Petra Hammesfahr wurde mit ihrem Longseller »Der stille Herr Genardy« einem großen Lesepublikum bekannt. Seitdem erobern ihre Spannungsromane die Bestsellerlisten, sie wurden mit Preisen ausgezeichnet und verfilmt. So ist die erfolgreiche Netflix-Serie »The Sinner« mit Bill Pullman in der Hauptrolle auf der Grundlage von »Die Sünderin« entstanden.

1

Auch nach achtzehn Jahren hatte Irene noch nicht eine Minute des Tages vergessen, an dem sie alles verlor, was damals ihr Leben ausmachte. Das Zuhause mit den netten Nachbarn, die Schule mit der geduldigen Lehrerin und den ersten Freundinnen, Onkel Kurt und Agnes, mit der sie fast mehr Zeit verbrachte als mit ihrer Mutter. Und den Mann, den sie nicht nur liebte, sie betete ihn an, ihren Papa.

Sie war acht Jahre alt, kam aus der Schule an dem Tag, und vor dem Haus standen Papas Kollegen. Einer hielt sie auf und sagte, sie könne jetzt nicht hinauf in die Wohnung, dann brüllte er nach Seifert. Kurt Seifert, der viel mehr war als Papas Kollege, er war sein bester Freund, eine Art Bruder, deshalb war er für Irene Onkel Kurt.

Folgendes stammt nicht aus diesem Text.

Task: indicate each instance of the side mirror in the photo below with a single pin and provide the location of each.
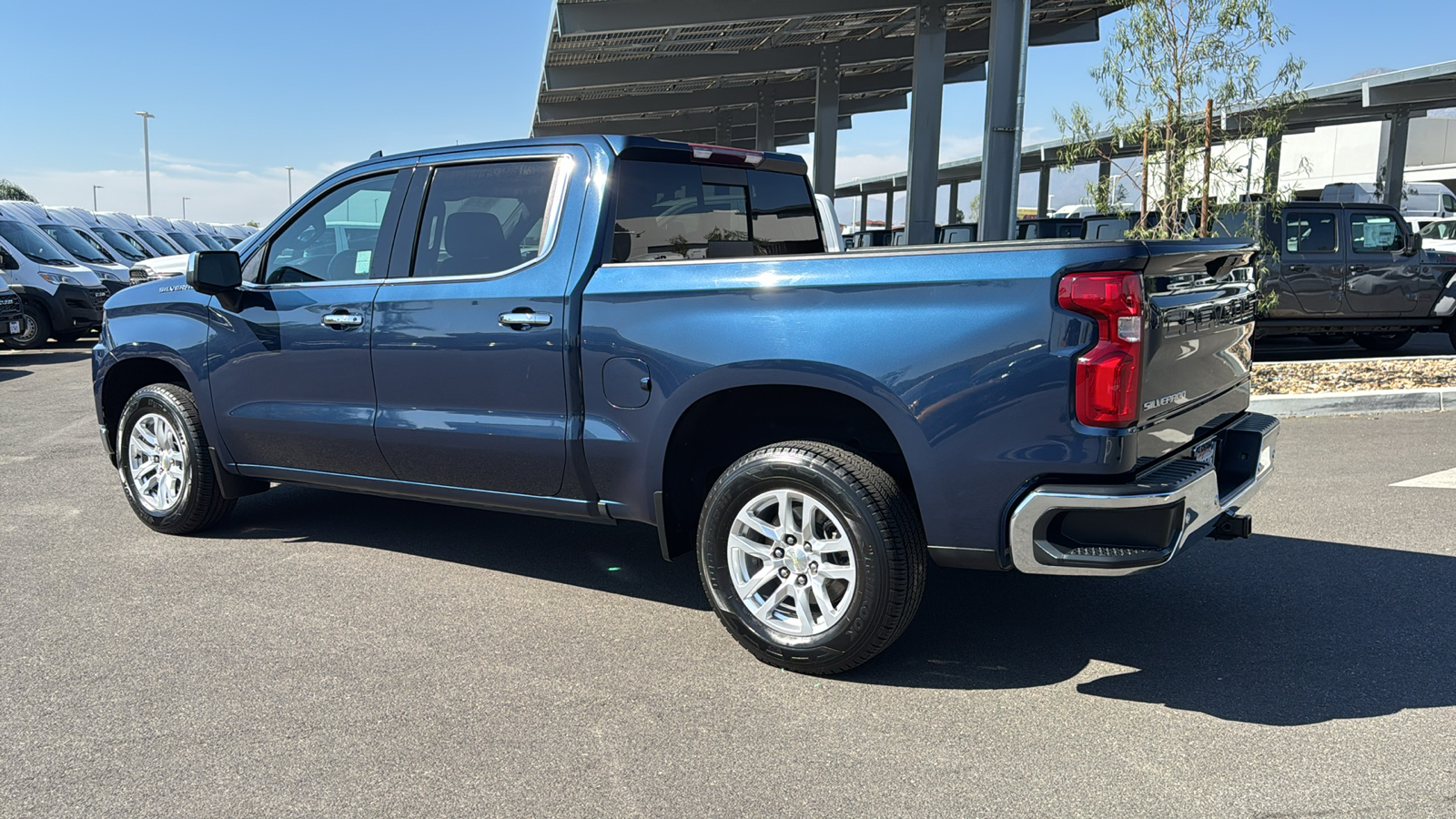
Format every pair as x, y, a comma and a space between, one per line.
215, 271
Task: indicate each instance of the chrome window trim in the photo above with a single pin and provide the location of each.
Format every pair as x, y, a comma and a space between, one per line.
555, 203
267, 245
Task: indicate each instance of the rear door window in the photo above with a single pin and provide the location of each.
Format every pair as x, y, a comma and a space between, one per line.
1375, 234
484, 219
1310, 232
691, 212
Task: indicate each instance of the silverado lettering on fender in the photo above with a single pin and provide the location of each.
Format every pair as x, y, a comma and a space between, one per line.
619, 329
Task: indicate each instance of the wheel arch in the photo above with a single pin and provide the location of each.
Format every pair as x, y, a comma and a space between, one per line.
727, 413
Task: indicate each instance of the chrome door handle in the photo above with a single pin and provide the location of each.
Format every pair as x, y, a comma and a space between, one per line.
341, 321
521, 319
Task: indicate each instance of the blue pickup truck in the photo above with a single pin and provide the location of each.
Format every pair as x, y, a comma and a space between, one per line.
621, 329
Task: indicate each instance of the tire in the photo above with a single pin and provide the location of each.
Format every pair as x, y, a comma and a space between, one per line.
35, 329
171, 426
1383, 341
863, 525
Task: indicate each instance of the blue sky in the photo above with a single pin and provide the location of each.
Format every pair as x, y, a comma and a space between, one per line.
244, 89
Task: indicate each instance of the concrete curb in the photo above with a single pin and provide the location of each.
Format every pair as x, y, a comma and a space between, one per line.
1359, 402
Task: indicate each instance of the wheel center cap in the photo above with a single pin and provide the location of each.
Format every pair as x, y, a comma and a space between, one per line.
797, 559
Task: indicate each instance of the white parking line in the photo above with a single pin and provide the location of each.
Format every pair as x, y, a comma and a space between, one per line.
1443, 480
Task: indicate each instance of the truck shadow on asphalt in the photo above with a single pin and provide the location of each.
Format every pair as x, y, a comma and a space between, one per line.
1276, 632
622, 560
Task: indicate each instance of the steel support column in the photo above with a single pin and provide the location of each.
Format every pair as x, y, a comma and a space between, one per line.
763, 135
926, 94
1045, 191
1397, 136
1005, 98
826, 120
1273, 147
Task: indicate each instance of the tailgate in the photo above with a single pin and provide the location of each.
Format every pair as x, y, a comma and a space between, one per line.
1201, 299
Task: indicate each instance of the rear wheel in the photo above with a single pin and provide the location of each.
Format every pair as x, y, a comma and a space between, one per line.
35, 329
1383, 341
165, 470
813, 557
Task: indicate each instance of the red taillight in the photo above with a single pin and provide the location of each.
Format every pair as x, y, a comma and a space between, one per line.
1110, 373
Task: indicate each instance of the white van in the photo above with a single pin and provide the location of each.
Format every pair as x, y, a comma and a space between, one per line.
1420, 198
62, 300
77, 249
149, 235
118, 244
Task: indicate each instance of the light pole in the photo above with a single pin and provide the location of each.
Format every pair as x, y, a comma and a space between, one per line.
146, 153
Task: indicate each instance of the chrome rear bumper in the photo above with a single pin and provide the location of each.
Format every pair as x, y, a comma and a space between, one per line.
1130, 528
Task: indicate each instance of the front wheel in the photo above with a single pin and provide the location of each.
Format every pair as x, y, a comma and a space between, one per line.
165, 470
1383, 341
813, 557
35, 329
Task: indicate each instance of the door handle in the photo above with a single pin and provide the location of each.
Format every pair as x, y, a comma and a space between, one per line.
341, 321
524, 319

Kurt Seifert kam aus dem Haus, er war blass, sah sehr traurig aus und sorgte dafür, dass sich einer von Papas Kollegen mit Irene in einen Streifenwagen setzte und sie beschäftigte, bis seine Frau kam, um sie abzuholen. Und mit jeder Minute, die mit Warten auf Agnes Seifert verging, wuchs das Begreifen, dass etwas ganz Furchtbares geschehen sein musste.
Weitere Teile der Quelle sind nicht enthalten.